14. Explain clustering and name properties and types of clustering. 

Clustering is the process of classifying data points into clusters or groups using a clustering algorithm. It helps to identify similarities or similar properties between data points, which can be hierarchical or flat, hard or soft, iterative and disjunctive. The types of clustering are based on the similarities in data points and have four basic types: centroid-based clustering, density-based clustering, distribution-based clustering, and hierarchical clustering. 

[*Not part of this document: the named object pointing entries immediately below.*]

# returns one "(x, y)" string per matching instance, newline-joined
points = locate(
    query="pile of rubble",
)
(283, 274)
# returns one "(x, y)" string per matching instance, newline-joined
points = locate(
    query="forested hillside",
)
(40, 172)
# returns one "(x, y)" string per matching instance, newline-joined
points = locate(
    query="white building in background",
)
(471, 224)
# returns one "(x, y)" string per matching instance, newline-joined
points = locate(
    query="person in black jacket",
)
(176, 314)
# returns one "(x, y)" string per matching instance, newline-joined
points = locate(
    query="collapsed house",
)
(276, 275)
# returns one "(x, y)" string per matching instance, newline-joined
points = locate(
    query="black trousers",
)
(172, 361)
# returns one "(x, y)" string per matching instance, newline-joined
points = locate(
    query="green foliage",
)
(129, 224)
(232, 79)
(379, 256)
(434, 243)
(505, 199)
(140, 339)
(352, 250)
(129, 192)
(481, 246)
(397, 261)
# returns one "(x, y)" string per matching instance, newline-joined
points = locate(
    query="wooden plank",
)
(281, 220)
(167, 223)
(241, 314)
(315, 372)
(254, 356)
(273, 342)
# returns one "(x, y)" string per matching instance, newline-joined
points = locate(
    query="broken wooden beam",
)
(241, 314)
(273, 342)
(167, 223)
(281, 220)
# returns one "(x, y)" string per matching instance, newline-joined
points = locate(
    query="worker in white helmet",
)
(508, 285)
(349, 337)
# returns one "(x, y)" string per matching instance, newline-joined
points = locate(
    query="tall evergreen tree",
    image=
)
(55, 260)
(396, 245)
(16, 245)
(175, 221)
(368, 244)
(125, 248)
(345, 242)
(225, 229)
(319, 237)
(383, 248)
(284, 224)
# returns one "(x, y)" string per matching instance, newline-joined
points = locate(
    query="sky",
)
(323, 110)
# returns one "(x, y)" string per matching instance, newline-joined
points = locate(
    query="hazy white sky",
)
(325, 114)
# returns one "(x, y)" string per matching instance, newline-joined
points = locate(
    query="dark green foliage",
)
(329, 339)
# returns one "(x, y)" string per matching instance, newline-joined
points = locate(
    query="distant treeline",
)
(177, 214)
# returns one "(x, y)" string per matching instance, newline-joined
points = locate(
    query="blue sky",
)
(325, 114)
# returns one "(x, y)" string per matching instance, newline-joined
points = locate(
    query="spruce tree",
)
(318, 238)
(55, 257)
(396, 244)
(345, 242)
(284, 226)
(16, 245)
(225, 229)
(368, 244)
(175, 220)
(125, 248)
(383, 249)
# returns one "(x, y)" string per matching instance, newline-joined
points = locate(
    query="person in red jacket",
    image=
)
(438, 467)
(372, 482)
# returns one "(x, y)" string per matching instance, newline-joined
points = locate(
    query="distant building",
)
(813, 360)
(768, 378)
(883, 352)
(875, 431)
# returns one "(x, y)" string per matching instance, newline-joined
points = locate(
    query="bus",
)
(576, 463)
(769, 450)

15. State the benefits of using version control.

Version control or source control is a mechanism to configure the software so that the changes to the software code can be tracked and managed. There are five benefits of using version control:

  • The process of software development becomes clear and transparent.
  • It helps to distinguish between different document versions so that the latest version can be used.
  • With version control, the storing and maintenance of multiple variants of code files is easy.
  • Analysis of changes to a dataset or code file can be reviewed quickly. 
  • It provides security and can help revive the project in case of failure of the central server. 

As mentioned earlier, the interview questions on data analytics may vary according to the company’s needs. There can be more in-depth questions on Python libraries, Excel, SQL querying, and data visualization tools. This list is an overview of data analyst interview questions that a candidate must know. Prepare for the data analytics interview as per your interests and goal. All the very best!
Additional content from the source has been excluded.